Upon choosing a specific time-discretization scheme to solve the resulting differential equations, a system of explicit or implicit discretized evolution equations \(F_n\) can then be formed to find the corresponding mechanical state as follows:

\[\bsig_{n+1}=\bsig(\beps_n+\Delta\beps,\balpha_{n+1}) \quad \text{s.t.}\quad F_n(\beps_n+\Delta\beps,\balpha_{n+1};\btheta;\Delta t)=0\]

For more details on the various discretization strategies and solving schemes, we refer to [Simo and Hughes, 2006] and the material models gallery.

Consistent tangent operator#

Deriving the consistent tangent operator for each material behavior is a tedious and error-prone task. In jaxmat, we use AD to automate the computation of these derivatives in a robust and efficient manner.

In practice, the constitutive update is a function which takes as inputs a material model, a new strain state, a previous mechanical state and a time step i.e. with the following signature:

stress, new_state = constitutive_update(material, strain, state, dt)

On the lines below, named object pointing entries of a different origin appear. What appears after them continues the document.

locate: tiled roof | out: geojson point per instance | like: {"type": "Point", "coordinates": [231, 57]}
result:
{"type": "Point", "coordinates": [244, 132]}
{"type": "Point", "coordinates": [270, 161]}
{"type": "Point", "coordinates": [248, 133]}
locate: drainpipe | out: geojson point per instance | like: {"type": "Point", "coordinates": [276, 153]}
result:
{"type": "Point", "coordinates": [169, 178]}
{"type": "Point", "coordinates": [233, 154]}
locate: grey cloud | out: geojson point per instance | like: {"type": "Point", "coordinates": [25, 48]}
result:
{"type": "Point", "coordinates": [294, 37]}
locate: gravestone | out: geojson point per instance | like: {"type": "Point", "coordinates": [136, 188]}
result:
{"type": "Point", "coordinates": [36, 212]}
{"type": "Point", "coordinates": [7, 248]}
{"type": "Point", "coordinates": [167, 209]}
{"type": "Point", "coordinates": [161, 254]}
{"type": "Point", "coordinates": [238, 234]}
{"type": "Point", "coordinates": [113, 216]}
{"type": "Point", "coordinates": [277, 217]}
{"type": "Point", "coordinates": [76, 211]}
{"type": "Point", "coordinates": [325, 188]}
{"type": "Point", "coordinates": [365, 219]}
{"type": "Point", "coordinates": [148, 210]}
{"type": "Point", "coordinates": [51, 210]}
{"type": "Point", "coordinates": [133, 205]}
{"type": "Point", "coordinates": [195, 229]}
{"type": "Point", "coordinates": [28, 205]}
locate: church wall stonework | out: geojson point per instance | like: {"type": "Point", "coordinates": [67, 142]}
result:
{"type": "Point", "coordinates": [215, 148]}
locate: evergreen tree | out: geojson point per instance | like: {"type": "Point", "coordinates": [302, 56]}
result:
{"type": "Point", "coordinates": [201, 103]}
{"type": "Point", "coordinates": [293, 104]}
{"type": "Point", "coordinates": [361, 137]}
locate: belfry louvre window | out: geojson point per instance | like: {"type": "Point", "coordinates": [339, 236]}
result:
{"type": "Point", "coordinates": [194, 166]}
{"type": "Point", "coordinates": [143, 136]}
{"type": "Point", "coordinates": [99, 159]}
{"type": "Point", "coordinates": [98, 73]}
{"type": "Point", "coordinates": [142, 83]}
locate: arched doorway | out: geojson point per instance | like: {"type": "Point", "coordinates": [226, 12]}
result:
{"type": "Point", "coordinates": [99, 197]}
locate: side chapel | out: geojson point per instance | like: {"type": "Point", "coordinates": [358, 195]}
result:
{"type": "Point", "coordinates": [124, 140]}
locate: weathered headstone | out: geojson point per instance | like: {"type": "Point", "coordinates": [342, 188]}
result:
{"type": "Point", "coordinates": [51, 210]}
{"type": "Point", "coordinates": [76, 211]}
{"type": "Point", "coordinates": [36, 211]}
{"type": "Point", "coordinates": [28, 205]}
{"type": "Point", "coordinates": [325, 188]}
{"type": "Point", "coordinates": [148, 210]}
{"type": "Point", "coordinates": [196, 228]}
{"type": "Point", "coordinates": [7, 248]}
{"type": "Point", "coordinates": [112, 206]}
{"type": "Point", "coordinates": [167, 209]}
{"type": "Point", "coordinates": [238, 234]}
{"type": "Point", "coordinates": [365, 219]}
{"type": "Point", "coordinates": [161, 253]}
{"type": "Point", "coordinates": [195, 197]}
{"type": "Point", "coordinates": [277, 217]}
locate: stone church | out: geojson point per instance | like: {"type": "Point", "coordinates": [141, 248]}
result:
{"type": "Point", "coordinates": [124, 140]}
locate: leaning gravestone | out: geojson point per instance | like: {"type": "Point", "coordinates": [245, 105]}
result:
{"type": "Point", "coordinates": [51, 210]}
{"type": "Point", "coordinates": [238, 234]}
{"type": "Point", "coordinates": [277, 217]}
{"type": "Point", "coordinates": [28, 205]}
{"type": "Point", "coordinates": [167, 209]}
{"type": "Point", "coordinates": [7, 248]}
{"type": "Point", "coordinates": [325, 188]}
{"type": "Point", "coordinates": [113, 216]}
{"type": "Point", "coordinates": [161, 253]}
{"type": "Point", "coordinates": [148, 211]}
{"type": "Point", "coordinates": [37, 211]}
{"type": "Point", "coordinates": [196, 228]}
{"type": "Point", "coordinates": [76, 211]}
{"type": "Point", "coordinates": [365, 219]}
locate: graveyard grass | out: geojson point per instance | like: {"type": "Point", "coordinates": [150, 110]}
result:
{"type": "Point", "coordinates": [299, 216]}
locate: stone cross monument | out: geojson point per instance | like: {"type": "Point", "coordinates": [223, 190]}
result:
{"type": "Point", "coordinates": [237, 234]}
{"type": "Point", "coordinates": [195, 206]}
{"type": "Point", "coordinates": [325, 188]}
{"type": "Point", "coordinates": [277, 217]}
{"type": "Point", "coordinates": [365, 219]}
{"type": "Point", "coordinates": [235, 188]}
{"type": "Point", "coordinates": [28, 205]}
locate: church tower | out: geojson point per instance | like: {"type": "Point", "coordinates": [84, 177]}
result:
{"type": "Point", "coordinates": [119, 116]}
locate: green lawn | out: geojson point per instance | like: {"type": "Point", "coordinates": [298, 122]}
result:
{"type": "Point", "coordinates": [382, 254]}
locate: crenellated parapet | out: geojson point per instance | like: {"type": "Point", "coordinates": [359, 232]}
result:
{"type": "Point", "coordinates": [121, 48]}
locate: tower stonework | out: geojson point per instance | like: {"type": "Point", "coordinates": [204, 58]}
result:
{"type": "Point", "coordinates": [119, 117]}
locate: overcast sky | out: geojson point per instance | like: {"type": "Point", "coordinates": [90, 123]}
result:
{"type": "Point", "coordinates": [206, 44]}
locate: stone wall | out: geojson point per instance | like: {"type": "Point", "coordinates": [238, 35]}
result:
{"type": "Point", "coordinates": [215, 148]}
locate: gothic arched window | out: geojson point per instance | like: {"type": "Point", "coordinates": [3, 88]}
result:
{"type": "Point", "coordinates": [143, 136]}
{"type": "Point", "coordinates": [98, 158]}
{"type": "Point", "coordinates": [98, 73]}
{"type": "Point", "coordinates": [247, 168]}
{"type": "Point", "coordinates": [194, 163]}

As a result, the consistent tangent operator can naturally be obtained using AD on the first output (stress) of constitutive_update with respect to the second argument strain. In 3D, this operator can be represented as a 6x6 matrix. There is therefore no computational gain in using reverse-mode AD and we thus compute the derivative with jax.jacfwd.

Finite-strain extension#

The same principles extend to finite strain, where equilibrium is written in the reference configuration (total Lagrangian):

(4)#\[\int_{\Omega} \bP(\bF):\nabla^s \bv \dOm = \int_\Omega \boldsymbol{f}\cdot\bv \dOm + \int_{\partial \Omega_\text{N}} \bT\cdot\bv \dS \quad \forall\bv \in V\]

where we use now the first Piola-Kirchhoff (PK1) stress \(\bP(\bF)\) as an implicit function of the total deformation gradient \(\bF=\bI+\nabla\bu\). Depending on the chosen material, some constitutive equations are more easily written by changing the stress/strain measure, using for instance the second Piola-Kirchhoff stress and the Green-Lagrange strain.

jaxmat typically provides the necessary helper functions to convert from one stress measure to another.

References#

[SH06]

Juan C Simo and Thomas JR Hughes. Computational inelasticity. Volume 7. Springer Science & Business Media, 2006.